En el Renacimiento, las grandes familias católicas italianas y españolas financiaron la construcción de basílicas, conventos y obras de arte que aún hoy dan testimonio de la grandeza de la civilización cristiana. En Francia, la monarquía y la aristocracia apoyaron las misiones jesuitas, que llevaron el Evangelio a Asia y América. Pensemos en el gran banquero católico bávaro Jacob Fugger, el banquero de los papas, así como amigo personal del emperador Carlos V de Habsburgo. En el siglo XIX, figuras como San Juan Bosco utilizaron donaciones y recursos para crear instituciones educativas que sacaron a miles de jóvenes de la calle, ofreciéndoles una mejor futuro. Incluso en el siglo XX, solo gracias a la financiación de católicos ricos fue posible construir escuelas, medios de comunicación independientes y movimientos provida.

Ante esta realidad histórica, resulta evidente que la negativa a aceptar el dinero como instrumento de apostolado es un error estratégico que ha permitido a la izquierda progresista conquistar amplios sectores de la sociedad. Quien tiene el control de los medios de comunicación, la educación y las instituciones culturales es capaz de moldear la mentalidad colectiva, estableciendo lo que se considera aceptable y lo que debe ser condenado al ostracismo. Por esta razón, es fundamental que surjan, hoy más que nunca, millonarios y multimillonarios cristianos conscientes de la batalla cultural en curso.

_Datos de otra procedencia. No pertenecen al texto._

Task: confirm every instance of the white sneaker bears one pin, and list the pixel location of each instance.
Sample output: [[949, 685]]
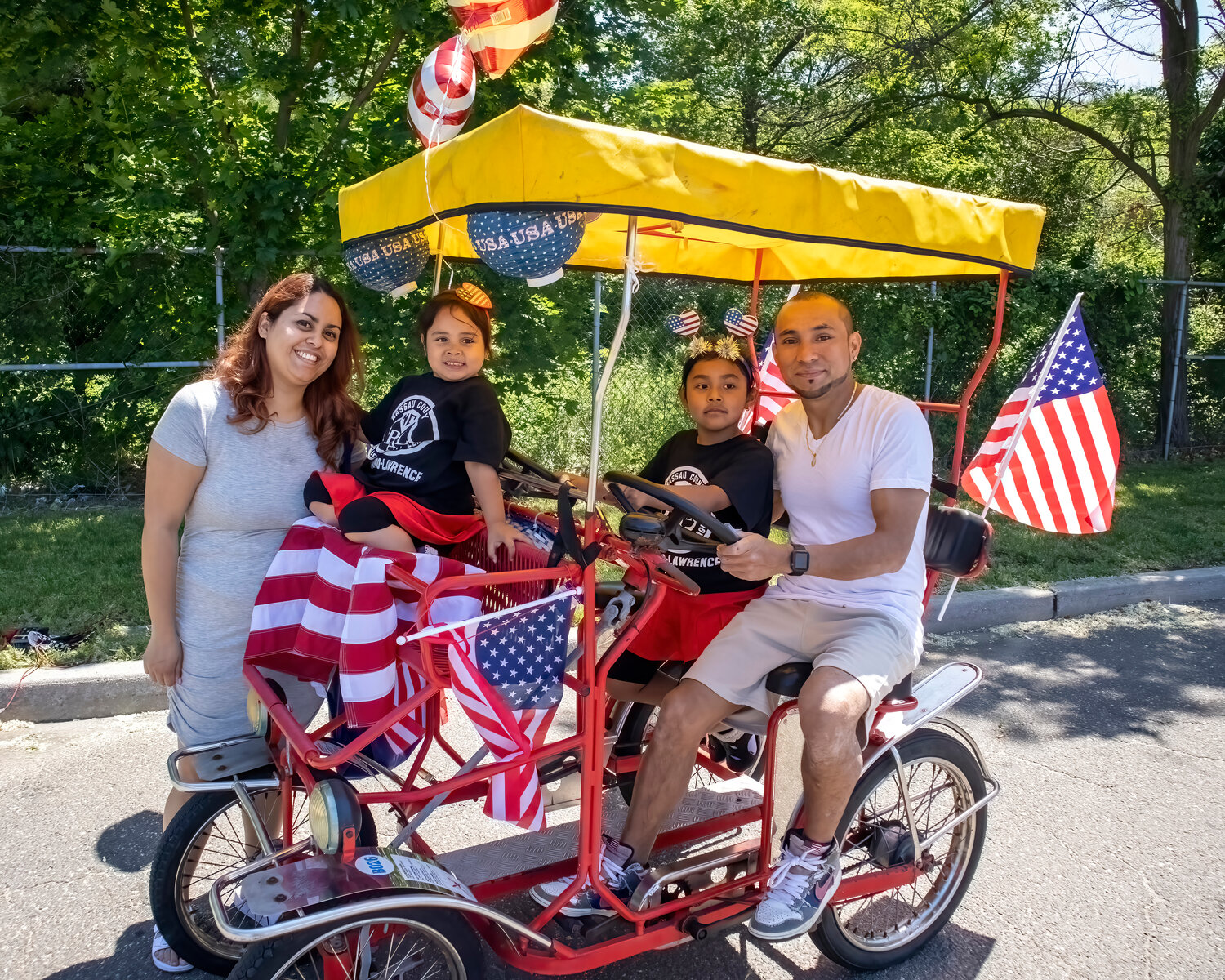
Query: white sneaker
[[617, 871], [799, 889]]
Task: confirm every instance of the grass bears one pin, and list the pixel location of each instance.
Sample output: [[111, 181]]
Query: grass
[[1166, 516], [80, 571], [74, 572]]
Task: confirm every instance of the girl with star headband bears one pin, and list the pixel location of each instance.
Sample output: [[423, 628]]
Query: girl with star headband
[[435, 443]]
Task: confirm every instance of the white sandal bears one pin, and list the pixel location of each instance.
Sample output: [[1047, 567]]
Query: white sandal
[[159, 943]]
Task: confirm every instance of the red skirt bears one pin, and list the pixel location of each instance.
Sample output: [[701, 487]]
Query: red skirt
[[423, 523], [684, 625]]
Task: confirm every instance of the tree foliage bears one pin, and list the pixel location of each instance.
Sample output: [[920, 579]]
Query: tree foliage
[[131, 125]]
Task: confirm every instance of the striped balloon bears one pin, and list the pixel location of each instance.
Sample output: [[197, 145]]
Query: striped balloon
[[500, 31], [737, 323], [686, 323], [443, 92]]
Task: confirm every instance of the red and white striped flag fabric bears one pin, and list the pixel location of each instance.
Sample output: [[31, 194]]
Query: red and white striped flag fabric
[[327, 604], [500, 31], [1065, 453], [506, 673], [773, 394]]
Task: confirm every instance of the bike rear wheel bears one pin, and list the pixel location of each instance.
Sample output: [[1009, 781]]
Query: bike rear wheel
[[943, 779]]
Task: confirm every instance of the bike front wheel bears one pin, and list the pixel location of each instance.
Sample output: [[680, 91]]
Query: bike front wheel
[[421, 945]]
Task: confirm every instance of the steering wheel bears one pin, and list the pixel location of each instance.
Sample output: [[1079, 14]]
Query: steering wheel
[[680, 510]]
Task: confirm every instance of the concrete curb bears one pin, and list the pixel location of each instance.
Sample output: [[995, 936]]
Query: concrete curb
[[87, 691], [122, 688], [978, 610]]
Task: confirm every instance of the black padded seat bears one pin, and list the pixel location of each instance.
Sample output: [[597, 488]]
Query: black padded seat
[[956, 541], [786, 681]]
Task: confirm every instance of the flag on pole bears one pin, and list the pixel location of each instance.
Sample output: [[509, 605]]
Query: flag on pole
[[773, 394], [506, 673], [1051, 457]]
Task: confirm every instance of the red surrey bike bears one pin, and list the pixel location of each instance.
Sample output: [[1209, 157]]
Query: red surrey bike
[[276, 869]]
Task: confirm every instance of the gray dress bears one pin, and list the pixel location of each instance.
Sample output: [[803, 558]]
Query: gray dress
[[250, 494]]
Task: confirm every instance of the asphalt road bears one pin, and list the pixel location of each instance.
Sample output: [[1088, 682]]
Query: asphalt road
[[1104, 853]]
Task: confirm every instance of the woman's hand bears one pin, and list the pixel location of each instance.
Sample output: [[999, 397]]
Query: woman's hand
[[499, 534], [163, 659]]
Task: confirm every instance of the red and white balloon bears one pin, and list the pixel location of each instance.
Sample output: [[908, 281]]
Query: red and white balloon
[[443, 91], [500, 31]]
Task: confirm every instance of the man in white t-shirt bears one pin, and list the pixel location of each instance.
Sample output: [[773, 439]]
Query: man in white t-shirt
[[853, 470]]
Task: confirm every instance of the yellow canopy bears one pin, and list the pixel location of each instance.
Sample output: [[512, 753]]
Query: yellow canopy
[[703, 212]]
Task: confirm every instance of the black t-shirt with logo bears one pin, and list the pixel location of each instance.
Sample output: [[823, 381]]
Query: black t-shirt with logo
[[424, 431], [744, 470]]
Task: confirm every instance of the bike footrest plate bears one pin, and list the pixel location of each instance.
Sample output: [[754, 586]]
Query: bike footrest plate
[[272, 892], [234, 760]]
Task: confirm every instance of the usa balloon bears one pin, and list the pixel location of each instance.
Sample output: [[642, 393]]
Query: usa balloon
[[500, 31], [389, 262], [685, 323], [737, 323], [443, 91], [529, 245]]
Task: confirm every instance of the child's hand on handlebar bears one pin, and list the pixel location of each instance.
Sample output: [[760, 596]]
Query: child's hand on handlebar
[[501, 533]]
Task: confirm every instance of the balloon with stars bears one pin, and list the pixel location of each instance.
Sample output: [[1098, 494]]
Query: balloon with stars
[[739, 323], [685, 323], [389, 262], [529, 245]]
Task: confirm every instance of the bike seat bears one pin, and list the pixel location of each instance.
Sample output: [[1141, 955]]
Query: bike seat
[[786, 681]]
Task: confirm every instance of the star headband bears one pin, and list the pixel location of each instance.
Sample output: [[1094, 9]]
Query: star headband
[[475, 296], [725, 347]]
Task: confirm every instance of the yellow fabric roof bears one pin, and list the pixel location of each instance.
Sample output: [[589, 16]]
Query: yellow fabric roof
[[703, 212]]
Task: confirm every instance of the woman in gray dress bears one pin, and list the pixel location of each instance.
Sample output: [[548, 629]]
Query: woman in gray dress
[[228, 461]]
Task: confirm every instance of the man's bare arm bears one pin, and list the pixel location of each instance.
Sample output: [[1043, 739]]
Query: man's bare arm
[[884, 550]]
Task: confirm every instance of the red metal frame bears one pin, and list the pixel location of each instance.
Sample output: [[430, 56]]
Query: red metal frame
[[654, 928]]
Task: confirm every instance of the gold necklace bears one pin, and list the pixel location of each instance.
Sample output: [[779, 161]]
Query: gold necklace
[[808, 429]]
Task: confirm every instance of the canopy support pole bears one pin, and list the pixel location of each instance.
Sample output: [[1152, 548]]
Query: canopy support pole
[[438, 265], [752, 347], [963, 409], [631, 249]]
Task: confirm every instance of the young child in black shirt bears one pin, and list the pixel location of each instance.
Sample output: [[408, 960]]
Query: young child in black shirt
[[435, 441], [722, 470]]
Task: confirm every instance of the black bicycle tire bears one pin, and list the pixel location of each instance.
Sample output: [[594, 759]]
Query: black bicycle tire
[[166, 867], [261, 960], [923, 744]]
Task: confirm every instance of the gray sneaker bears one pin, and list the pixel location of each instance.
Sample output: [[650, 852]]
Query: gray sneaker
[[798, 891], [617, 870]]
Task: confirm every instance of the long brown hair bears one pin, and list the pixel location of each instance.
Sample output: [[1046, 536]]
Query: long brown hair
[[244, 372]]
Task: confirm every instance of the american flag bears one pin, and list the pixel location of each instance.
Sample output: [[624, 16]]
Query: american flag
[[500, 31], [773, 394], [506, 673], [327, 605], [1063, 453]]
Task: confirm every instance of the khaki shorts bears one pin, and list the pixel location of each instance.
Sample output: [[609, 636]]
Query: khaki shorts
[[872, 647]]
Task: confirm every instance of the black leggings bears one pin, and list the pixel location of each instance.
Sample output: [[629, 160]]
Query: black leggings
[[359, 517]]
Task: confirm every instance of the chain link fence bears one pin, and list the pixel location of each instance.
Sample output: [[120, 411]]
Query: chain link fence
[[69, 434]]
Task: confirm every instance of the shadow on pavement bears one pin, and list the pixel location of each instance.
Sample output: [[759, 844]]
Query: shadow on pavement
[[130, 843], [130, 960], [1068, 679]]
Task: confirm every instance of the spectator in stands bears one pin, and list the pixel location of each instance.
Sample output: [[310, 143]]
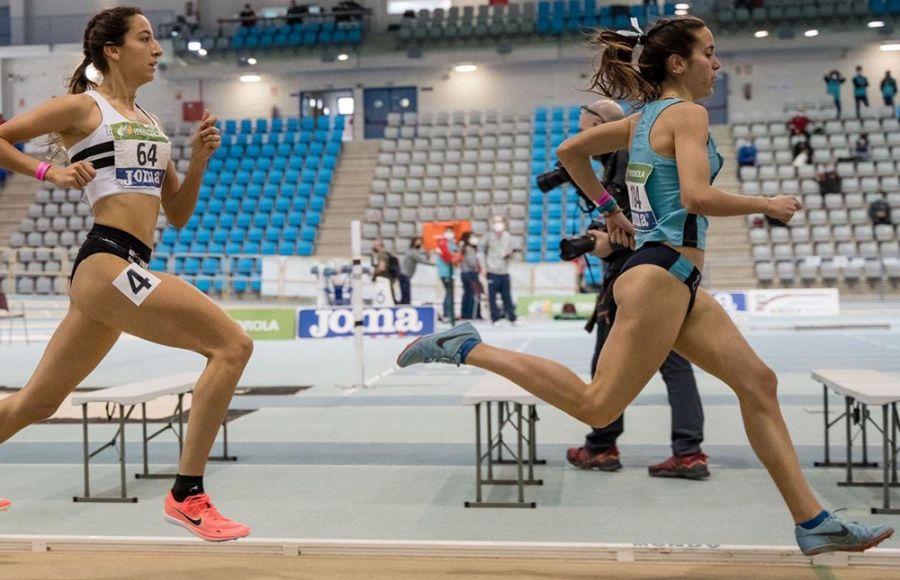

De cara al futuro, los católicos deben pensar a lo grande y no tener miedo de hacerlo. Financiar proyectos individuales está bien, pero se puede hacer más: se necesita una estrategia a largo plazo para crear un ecosistema económico alternativo capaz de sostener escuelas, universidades, periódicos, televisiones, editoriales y plataformas digitales. Se necesita una nueva clase de empresarios católicos dispuestos a usar su influencia para defender los valores perennes de la verdadera civilización occidental, aquella construida con los pilares de la antropología griega, el derecho romano y la fe católica. El modelo de las grandes fundaciones progresistas demuestra que las inversiones estructuradas y a largo plazo pueden cambiar la cultura de un país, o incluso de todo el mundo. ¿Por qué los católicos no deberían hacer lo mismo?

El dinero no es malo en sí mismo, sino un instrumento que, si se utiliza con prudencia, puede servir para construir el bien y contrarrestar las fuerzas que amenazan la civilización cristiana. La Iglesia necesita santos, pero también benefactores iluminados y valientes.